The explanation I got from #haskell (Gracenotes/Eridius) was simple and important for working with haskell in general. All functions with more than a single argument can be decomposed one argument at a time into anonymous functions with the remaining arguments.

--given the following definition of step
step x g a = g (f a x)
 
--we can count on the following assertions
step = \x g a -> g (f a x)
 
step 1 = \g a -> g(f a 1)
 
step 1 id = \a -> id (f a 1)

In the case of our step function and the resulting expression of our foldr, you can see we only give it 2 arguments but step calls for 3. That leaves us with the last argument unassigned, and evaluating that resulting expression looks something like:

step 1 (step 2 (step 3 (id)))
 
\a3 -> (\a2 -> (\a -> id (f a 3)) (f a2 2)) (f a3 1)

Confusing? Yes its hard to read so walking though it step by step might be useful.

--right most fold operation 
step 3 (id)
 
--only two arguments to the step function
--step x g a = g (f a x) so...
\x g a = g (f a x)
 
--we know x and g (3 and id respectively)
\a -> id (f a 3)
 
--having evaluated the rightmost fold we have
step 1 (step 2 (\a -> id (f a 3)))
 
--having evaluated the 2 rightmost folds
step 1 (\a2 -> (\a -> id (f a 3)) (f a2 x))
 
--and finally evaluating the last fold we get 
\a3 -> (\a2 -> (\a -> id (f a 3)) (f a2 2)) (f a3 1)

At this point we’ve at least figured out how the function is able to take only two arguments (partial application!) and we can actually plug that back in to our original myFoldl (adding in the example argument values (+), 1, and [1,2,3]) to see what it will look like

--for myFoldl (+) 1 [1,2,3]
myFoldl (+) 1 [1,2,3] = (\a3 -> (\a2 -> (\a -> id (+ a 3)) (+ a2 2)) (+ a3 1))  1  
    where step x g a = g (f a x)

And if you look waaay over there on the right we have our third argument! So you can follow the course of the evaluation down from there replacing a3 with 1 and then evaluating (+ a3 1) then passing the result to a2 and (+ a2 2) to a.

The laziness of the language allows you to deal with completing your function call at a later date through partial application. This also gives some insight into the type signature syntax of functions

myFunc :: Int -> Int -> Bool
myFunc x y = x == y

What its really saying is that after evaluation of myFunc with its first argument of type Int another function accepting an argument of type Int will be returned.
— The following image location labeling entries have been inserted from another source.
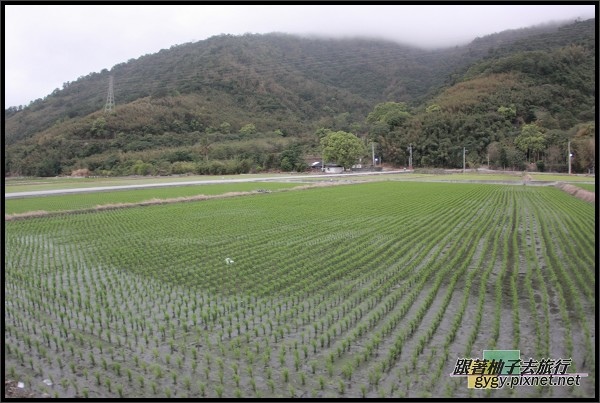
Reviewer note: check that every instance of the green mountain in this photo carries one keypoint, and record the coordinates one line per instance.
(244, 103)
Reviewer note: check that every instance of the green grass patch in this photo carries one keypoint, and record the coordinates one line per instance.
(586, 186)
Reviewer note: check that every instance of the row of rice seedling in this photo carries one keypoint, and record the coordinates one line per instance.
(330, 291)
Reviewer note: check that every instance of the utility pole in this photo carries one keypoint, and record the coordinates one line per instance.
(110, 98)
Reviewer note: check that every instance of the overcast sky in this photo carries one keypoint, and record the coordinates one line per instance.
(47, 45)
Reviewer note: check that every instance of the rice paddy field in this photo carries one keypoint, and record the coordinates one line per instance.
(371, 289)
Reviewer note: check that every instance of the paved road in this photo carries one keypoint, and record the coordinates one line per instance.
(16, 195)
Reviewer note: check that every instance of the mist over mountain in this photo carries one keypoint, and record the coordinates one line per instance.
(244, 103)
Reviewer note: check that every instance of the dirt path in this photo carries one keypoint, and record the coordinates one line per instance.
(577, 192)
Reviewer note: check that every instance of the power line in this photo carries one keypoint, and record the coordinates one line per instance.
(110, 99)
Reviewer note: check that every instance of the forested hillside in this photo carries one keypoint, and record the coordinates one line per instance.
(245, 103)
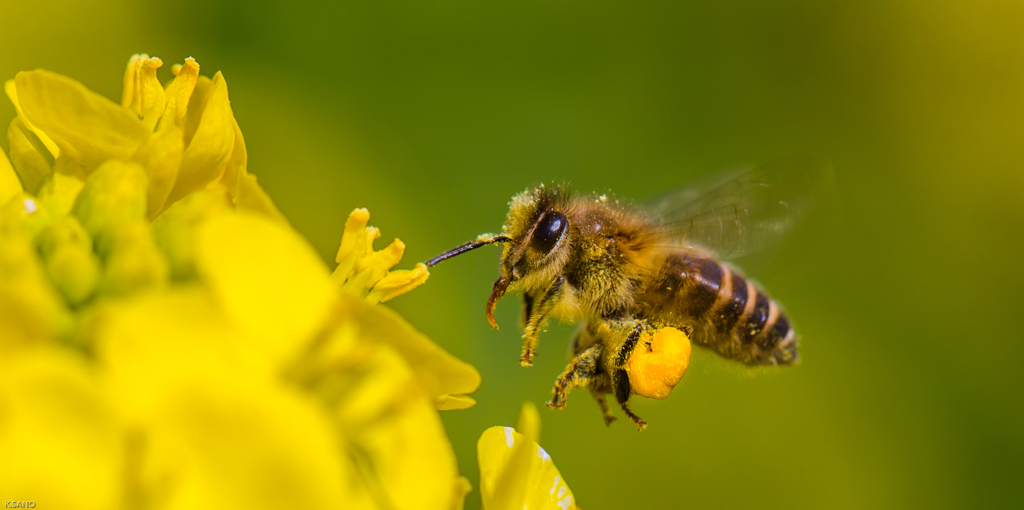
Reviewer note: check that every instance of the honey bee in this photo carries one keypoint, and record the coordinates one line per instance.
(648, 280)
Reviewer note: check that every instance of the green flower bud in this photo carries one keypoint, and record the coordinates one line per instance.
(67, 251)
(114, 194)
(30, 309)
(131, 260)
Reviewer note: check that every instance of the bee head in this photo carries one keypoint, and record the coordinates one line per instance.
(539, 232)
(536, 243)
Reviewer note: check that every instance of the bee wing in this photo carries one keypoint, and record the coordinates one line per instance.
(742, 211)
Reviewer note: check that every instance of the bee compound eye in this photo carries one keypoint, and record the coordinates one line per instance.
(549, 230)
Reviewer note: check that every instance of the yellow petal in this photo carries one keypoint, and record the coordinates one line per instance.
(143, 95)
(462, 487)
(438, 373)
(205, 157)
(114, 194)
(268, 279)
(353, 244)
(452, 402)
(30, 158)
(10, 186)
(152, 345)
(179, 91)
(371, 268)
(398, 283)
(11, 89)
(236, 167)
(60, 187)
(61, 431)
(245, 445)
(397, 439)
(176, 229)
(516, 473)
(87, 127)
(250, 197)
(161, 156)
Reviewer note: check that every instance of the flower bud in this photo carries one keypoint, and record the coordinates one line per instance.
(67, 251)
(114, 194)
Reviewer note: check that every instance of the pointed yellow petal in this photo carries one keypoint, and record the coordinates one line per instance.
(179, 91)
(353, 245)
(377, 263)
(516, 473)
(268, 279)
(11, 89)
(87, 127)
(10, 186)
(161, 156)
(143, 95)
(398, 283)
(28, 154)
(205, 157)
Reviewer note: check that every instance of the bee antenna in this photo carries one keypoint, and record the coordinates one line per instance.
(472, 245)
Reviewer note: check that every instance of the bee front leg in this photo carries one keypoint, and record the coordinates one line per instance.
(542, 307)
(579, 374)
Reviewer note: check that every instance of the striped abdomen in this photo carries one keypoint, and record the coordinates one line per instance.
(729, 314)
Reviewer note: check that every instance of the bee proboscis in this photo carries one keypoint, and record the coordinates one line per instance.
(634, 274)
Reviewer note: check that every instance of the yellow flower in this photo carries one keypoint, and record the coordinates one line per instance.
(170, 341)
(365, 271)
(515, 472)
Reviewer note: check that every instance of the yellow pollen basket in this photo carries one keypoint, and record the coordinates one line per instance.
(657, 363)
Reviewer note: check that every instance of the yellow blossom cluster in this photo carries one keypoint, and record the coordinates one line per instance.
(169, 341)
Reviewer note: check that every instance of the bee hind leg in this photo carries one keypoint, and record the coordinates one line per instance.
(580, 373)
(621, 384)
(602, 402)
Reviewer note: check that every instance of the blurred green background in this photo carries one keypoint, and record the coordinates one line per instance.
(434, 114)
Should you supply another argument to the resulting function a final result of Bool will be returned. I’m not speaking specifically about the execution of the code but rather the nature of the application of functions to the arguments passed.

--different ways to write myFunc
\x -> (\y -> x == y)
\x y -> x == y
myFunc 1 = \y -> 1 == y 
myFunc 1 2 = False

If you look at that first one there it looks an awful lot like the type signature. This kind of symmetry to the code and how it works is deeply satisfying to me. I am extremely excited to get my mind wrapped around how to use things like monoids to make your code more stable.

Hopefully I’ll be back with more as haskell continues to flip my lid.